One of the things that I often had a difficult time with was finding a way to select the newest records from a table that had one or more columns to group by and then one column to order by. Let’s use the following table as an example:
Version | Name | Group |
---|---|---|
1 | Viejo | A |
2 | Joven | A |
1 | Oldest | B |
2 | Old | B |
3 | New | B |
1 | Jovencito | C |
4 | Newest | B |
Using the above table, I want to be able to pull all of the rows that have the newest version
based on the_group
. I also only want to have to query the table once. With this in mind, after a lot of research, I found two solutions.
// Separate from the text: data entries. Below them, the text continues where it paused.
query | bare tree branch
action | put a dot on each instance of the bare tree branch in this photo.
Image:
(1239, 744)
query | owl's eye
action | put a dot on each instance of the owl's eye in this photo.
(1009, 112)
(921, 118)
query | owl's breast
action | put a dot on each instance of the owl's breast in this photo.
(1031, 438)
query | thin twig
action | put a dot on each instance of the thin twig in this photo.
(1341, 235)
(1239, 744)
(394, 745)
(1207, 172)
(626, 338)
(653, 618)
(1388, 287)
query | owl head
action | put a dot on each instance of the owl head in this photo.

The first solution, which is the shorter one, involves using the DISTINCT ON
clause:
SELECT DISTINCT ON (the_group) *
FROM my_table
ORDER BY the_group DESC, version DESC;
SELECT DISTINCT ON (the_group) *
FROM (
SELECT 1 AS version, 'Viejo' AS name, 'A' AS the_group
UNION SELECT 2 AS version, 'Joven' AS name, 'A' AS the_group
UNION SELECT 1 AS version, 'Oldest' AS name, 'B' AS the_group
UNION SELECT 2 AS version, 'Old' AS name, 'B' AS the_group
UNION SELECT 3 AS version, 'New' AS name, 'B' AS the_group
UNION SELECT 1 AS version, 'Jovencito' AS name, 'C' AS the_group
UNION SELECT 4 AS version, 'Newest' AS name, 'B' AS the_group
) t
ORDER BY the_group DESC, version DESC;
The second solution that I was able to concoct is a bit less elegant and uses a WINDOW FRAME
:
SELECT version, name, the_group
FROM (
SELECT *,
first_value(version) OVER (PARTITION BY the_group ORDER BY version DESC) AS latest_version
FROM my_table
) t
WHERE version = latest_version;
SELECT version, name, the_group
FROM (
SELECT *,
first_value(version) OVER (PARTITION BY the_group ORDER BY version DESC) AS latest_version
FROM (
SELECT 1 AS version, 'Viejo' AS name, 'A' AS the_group
UNION SELECT 2 AS version, 'Joven' AS name, 'A' AS the_group
UNION SELECT 1 AS version, 'Oldest' AS name, 'B' AS the_group
UNION SELECT 2 AS version, 'Old' AS name, 'B' AS the_group
UNION SELECT 3 AS version, 'New' AS name, 'B' AS the_group
UNION SELECT 1 AS version, 'Jovencito' AS name, 'C' AS the_group
UNION SELECT 4 AS version, 'Newest' AS name, 'B' AS the_group
) t
) t
WHERE version = latest_version;
The downside of the above solution is the fact that you are using at least one sub-query. The other downside is the fact that you have to list each field that you want to bring back if you don’t want to bring back the extra field indicating the latest_version
. One last downside about the second solution is the fact that it does seem to take a little bit longer than the first solution. For these reason I feel that the solution using the DISTINCT ON
clause is the best one.